5 Reasons For Runners To Do Yoga

Poses that will help you run longer and effortlessly

Hana Weinwurm
Photo: Ronald Lee

ON LOCATION AT YYOGA; APPAREL COURTESY LOLË & MALA COLLECTIVE

Here are five yoga postures I consider to be the most potent and advantageous for runners. You can practice them one at a time or create a full sequence flow.

1. A Pose for Body Awareness

Beginner: Child’s Pose: Start in a kneeling position with your weight on your heels. Reach your arms forward as far as possible and lower them to rest on the mat. Hold the pose and take 4-8 breaths.

Intermediate/Advanced: Downward Dog to Plank Flow: Start in child’s pose.
Tuck your toes, spread out your fingers, press your hands into the floor and lift your sit bones upward toward the sky into downward dog pose. Press the ground equally with your hands and feet. Lower down into plank. Hold the downward dog or flow between these two postures 4-8 times.

2. A Pose for Mobility

4 – 8 lunges per side

Beginner: Basic Lunge with Spine Twist: Start in lunge position, place your right foot forward with your right knee directly over your ankle and toes facing forward. Place arms on either side of front foot and come up on your fingertips to elongate your spine. Press your left hand into the ground and externally rotate your ribcage toward the right, with right arm reaching toward the sky.

Intermediate: Lunge with your back knee off the ground.

Advanced: Lunge with your back knee on the ground, lift the back foot and grab for a quadricep stretch.

3. A Pose for Balance

Repeat 2 – 3 times per side

Beginner: Standing Knee to Chest: Press into the floor with your left foot and bring your right knee to your chest. Inhale to lengthen your body as you focus your gaze on one point. Hold for 3-5 breaths then repeat on the other side.

Intermediate/Advanced: Warrior III: Firm your left leg with a slightly bent knee, hinge at the hips, extend the right leg back and bring your chest toward parallel to the ground. Reach your arms forward, palms facing in. Hold for 3-5 breaths, repeat on the other side.

4. A Pose for Strength

Repeat 2 – 3 Times

Beginner: Passive Bridge with Arms at Sides: Lie on your back with your knees bent and feet hip distance apart, arms along your sides with palms pressed into the floor.

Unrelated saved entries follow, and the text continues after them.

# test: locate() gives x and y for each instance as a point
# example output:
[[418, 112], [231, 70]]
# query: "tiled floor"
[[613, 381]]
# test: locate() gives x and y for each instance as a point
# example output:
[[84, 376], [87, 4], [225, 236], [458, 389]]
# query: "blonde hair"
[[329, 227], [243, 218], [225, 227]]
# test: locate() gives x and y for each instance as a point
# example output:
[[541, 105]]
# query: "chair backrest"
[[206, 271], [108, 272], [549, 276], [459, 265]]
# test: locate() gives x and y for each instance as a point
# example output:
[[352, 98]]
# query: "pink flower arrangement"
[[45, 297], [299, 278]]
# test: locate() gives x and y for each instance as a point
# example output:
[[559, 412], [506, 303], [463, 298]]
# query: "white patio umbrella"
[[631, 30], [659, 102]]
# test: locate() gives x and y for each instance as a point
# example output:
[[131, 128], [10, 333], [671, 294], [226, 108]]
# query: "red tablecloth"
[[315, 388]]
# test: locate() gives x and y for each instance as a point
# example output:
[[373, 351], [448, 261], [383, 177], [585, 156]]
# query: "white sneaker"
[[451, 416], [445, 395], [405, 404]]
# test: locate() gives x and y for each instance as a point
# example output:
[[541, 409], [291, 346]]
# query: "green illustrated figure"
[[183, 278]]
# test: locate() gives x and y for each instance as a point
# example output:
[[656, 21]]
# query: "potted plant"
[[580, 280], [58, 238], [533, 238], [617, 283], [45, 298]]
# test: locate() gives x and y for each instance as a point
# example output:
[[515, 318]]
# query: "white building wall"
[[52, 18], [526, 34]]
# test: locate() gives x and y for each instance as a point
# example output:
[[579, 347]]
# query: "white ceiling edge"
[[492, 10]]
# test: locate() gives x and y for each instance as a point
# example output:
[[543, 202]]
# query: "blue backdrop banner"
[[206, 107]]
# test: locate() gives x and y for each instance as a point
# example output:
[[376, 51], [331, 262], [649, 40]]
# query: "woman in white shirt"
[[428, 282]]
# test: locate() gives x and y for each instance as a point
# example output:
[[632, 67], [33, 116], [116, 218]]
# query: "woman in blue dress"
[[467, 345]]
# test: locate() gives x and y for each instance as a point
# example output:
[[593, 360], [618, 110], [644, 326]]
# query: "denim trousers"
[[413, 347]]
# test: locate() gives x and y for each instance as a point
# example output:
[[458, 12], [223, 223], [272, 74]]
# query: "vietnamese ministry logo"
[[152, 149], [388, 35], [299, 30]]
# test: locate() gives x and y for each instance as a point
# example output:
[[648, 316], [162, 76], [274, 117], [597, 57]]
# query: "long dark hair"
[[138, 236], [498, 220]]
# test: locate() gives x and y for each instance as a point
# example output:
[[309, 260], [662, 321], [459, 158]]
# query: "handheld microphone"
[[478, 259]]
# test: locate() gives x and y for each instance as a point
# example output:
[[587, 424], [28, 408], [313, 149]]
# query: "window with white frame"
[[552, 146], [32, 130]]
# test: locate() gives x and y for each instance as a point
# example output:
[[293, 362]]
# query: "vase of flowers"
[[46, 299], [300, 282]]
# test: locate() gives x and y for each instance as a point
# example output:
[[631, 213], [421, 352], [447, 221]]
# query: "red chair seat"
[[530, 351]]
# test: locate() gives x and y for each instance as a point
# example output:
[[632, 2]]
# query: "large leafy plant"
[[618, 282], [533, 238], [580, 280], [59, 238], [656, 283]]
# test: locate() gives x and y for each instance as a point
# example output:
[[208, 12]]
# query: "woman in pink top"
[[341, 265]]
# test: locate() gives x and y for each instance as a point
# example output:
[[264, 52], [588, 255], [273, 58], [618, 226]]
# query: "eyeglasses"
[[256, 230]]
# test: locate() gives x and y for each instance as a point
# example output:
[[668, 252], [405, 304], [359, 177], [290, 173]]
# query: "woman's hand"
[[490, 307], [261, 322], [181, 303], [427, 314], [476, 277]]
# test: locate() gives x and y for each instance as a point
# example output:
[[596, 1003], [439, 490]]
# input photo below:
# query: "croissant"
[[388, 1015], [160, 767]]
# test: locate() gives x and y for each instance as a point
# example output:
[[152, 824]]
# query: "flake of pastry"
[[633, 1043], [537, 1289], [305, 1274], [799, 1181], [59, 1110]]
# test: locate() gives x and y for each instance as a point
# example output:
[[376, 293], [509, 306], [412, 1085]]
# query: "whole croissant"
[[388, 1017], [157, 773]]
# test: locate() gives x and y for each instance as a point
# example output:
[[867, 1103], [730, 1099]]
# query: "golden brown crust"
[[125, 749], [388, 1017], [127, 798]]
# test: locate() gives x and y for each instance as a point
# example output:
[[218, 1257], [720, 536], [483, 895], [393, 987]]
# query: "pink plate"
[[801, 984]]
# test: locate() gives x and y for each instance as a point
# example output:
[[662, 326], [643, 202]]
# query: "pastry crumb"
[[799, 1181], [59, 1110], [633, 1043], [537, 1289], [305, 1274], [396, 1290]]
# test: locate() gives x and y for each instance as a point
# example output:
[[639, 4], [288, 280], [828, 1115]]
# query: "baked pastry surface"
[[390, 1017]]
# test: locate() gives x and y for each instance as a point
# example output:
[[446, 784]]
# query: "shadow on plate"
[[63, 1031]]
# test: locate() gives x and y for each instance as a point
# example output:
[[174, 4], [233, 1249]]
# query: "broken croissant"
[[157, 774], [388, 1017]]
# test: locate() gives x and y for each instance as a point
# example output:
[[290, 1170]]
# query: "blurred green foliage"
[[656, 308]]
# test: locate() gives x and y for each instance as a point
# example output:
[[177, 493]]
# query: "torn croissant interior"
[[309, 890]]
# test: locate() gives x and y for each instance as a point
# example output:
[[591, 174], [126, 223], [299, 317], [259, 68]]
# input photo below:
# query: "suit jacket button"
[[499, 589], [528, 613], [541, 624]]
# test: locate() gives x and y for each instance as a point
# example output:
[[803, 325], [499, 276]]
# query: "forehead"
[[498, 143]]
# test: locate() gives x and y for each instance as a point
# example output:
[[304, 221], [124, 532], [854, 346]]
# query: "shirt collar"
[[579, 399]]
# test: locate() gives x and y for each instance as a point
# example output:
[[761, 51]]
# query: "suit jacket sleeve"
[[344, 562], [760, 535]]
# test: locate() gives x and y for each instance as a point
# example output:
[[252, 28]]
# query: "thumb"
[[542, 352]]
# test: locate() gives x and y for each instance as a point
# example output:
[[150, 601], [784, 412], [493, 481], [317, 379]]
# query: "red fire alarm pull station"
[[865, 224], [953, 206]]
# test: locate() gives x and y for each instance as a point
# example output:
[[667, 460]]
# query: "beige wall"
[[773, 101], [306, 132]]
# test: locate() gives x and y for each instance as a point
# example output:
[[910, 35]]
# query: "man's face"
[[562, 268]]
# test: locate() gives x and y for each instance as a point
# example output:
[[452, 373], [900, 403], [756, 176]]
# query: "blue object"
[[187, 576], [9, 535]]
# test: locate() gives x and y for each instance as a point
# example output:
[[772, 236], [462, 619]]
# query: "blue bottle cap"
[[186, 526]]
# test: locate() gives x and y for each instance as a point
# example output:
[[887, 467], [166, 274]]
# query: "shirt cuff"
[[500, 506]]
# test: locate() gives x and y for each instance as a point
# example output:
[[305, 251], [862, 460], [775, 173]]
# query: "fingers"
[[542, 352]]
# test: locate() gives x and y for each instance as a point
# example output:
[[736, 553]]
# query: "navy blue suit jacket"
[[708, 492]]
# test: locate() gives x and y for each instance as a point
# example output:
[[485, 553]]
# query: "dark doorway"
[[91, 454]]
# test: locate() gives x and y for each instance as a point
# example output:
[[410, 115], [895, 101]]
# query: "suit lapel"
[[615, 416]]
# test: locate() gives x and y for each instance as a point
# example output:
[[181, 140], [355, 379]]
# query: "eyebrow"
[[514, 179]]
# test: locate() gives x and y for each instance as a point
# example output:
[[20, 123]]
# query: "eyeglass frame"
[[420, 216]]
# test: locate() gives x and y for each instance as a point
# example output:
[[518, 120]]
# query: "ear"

Press your feet into the ground and lift hips off the floor engaging the back and sides of your legs. Keep your head on the floor and eyes on the sky. Take 3-6 breaths keeping hips lifted.

Intermediate: Bridge with hands interlaced behind the back. Repeat 8-10 times.

Advanced: Bridge with one leg lifted at a time. Repeat 8-10 times per leg.

5. A Pose to Reduce Lower Back Pain

Beginner: Reclined Twist with Both Knees Bent: Lie on your back, bend both knees and draw them up to your chest. Extend your arms with your palms facing up to the sky.

Keeping your shoulders and head on the ground, lift your left hip a few inches to the left and bring your bent legs toward the floor on your right. To deepen the stretch, turn your head in the opposite direction of your legs. Hold for 4-8 deep breaths then switch sides.

Intermediate/Advanced: Reclined Twist with One Knee Bent: Bend your left knee and draw it in toward your chest. Keep your right leg long and reaching. Continue as for beginner. Hold for 4 – 8 deep breaths then switch sides.